The ability to use debit cards for lower-value payments without needing to key in a pin number is a major driver in the growth in debit card use among UK consumers, the report finds. In total, across both debit and credit cards, the number of contactless payments increased by 97 per cent during 2017 to 5.6 billion. Almost two thirds (63 per cent) of people in the UK now use contactless payments, and no age group or region falls below 50 per cent usage.
Another feature is the increasing acceptance of card payments by smaller businesses.
By the end of 2017 there were nearly 119 million contactless cards in circulation and, with customers and businesses increasingly choosing to use contactless cards and card acceptance devices, it is anticipated 36 per cent of all payments across the UK will be contactless in 2027.
Alongside the rise in card payments, 2017 saw a decrease in cash payments by 15 per cent to 13.1 billion payments. Around 3.4 million consumers almost never used cash at all.
Yet despite this fall, cash is still the second most frequently used payment method, just behind debit cards, accounting for just over one-third (34 per cent) of all payments in 2017. Around 2.2 million customers mainly used cash for their day-to-day shopping in 2017, although nine out of ten of them had a debit card they could use if they chose, and the majority used other payment methods to pay their regular bills. It is, however, anticipated that cash will still retain its place as the second most frequently used payment method in 2027.
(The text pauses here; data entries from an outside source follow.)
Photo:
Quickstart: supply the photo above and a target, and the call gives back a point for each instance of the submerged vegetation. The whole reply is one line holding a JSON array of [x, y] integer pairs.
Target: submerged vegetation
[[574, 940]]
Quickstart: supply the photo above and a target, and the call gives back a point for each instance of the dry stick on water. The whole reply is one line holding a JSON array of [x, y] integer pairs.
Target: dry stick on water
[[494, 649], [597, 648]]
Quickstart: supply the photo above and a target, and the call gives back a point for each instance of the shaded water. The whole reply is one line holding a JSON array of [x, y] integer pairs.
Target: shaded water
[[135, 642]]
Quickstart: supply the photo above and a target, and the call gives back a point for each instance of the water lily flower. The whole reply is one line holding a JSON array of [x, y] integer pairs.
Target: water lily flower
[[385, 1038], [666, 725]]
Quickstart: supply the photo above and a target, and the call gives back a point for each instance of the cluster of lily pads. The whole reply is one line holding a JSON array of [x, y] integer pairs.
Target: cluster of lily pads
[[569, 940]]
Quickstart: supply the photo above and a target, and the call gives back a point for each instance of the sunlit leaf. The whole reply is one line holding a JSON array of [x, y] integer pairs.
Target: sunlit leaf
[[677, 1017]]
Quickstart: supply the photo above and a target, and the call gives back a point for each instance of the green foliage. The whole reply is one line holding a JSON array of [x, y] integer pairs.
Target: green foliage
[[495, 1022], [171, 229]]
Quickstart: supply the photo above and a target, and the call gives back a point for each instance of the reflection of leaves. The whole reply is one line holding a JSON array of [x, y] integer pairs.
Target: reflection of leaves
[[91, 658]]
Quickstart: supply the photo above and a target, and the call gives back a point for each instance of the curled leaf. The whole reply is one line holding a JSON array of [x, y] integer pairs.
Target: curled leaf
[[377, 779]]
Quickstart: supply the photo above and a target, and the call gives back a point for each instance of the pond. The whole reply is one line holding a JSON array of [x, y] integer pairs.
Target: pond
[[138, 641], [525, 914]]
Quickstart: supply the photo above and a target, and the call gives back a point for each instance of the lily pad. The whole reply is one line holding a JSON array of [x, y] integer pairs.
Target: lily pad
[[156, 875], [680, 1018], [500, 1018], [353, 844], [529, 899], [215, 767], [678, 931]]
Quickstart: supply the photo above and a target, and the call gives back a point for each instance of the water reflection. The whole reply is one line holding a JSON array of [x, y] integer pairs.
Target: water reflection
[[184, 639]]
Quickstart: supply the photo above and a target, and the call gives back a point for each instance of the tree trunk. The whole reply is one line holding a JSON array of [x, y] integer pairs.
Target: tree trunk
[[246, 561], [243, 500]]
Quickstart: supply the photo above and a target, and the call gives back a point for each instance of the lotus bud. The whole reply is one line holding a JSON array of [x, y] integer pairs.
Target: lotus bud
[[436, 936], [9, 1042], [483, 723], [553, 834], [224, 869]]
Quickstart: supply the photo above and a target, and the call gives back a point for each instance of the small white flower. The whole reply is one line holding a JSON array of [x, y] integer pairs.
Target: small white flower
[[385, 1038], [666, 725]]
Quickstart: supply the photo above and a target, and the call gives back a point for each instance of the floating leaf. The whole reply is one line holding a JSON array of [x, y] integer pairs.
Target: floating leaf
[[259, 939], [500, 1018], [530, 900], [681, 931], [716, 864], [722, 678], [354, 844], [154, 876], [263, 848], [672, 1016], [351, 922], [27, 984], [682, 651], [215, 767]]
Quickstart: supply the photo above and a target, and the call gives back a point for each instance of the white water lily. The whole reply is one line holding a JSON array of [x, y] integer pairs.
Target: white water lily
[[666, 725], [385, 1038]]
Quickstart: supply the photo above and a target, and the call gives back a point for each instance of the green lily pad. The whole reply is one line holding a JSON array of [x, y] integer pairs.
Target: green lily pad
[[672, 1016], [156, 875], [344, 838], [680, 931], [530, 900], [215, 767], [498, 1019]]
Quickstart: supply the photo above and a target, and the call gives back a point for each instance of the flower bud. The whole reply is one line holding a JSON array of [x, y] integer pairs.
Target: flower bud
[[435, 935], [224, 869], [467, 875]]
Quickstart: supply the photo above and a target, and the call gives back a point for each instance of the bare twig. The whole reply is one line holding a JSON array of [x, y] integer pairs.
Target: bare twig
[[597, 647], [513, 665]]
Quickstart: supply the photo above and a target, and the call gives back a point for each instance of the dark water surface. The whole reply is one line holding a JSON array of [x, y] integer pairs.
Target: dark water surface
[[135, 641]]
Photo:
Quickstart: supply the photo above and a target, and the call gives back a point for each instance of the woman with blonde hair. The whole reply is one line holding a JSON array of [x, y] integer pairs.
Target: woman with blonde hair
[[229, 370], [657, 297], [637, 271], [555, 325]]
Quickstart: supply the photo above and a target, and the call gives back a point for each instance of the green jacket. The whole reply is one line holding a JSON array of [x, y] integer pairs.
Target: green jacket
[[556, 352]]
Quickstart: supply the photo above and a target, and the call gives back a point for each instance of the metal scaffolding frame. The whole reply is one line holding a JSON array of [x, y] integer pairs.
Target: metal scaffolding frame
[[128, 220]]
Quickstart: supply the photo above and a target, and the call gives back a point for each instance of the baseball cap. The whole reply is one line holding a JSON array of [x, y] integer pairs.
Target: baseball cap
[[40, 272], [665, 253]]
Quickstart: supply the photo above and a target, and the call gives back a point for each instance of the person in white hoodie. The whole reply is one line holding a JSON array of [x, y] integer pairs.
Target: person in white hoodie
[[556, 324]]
Stephen Jones, chief executive of UK Finance said: “The choice of payment options available in the UK is allowing people to choose to pay the way that best suits them.
“But we’re far from becoming a cash-free society and despite the UK transforming to an economy where cash is less important than it once was, it will remain a payment method that continues to be valued and preferred by many.
“These trends are likely to shift further over the next decade. Developments such as Open Banking are expected to bring extensive changes to the payments landscape, something that will likely shape how we interact with our money in the coming years.”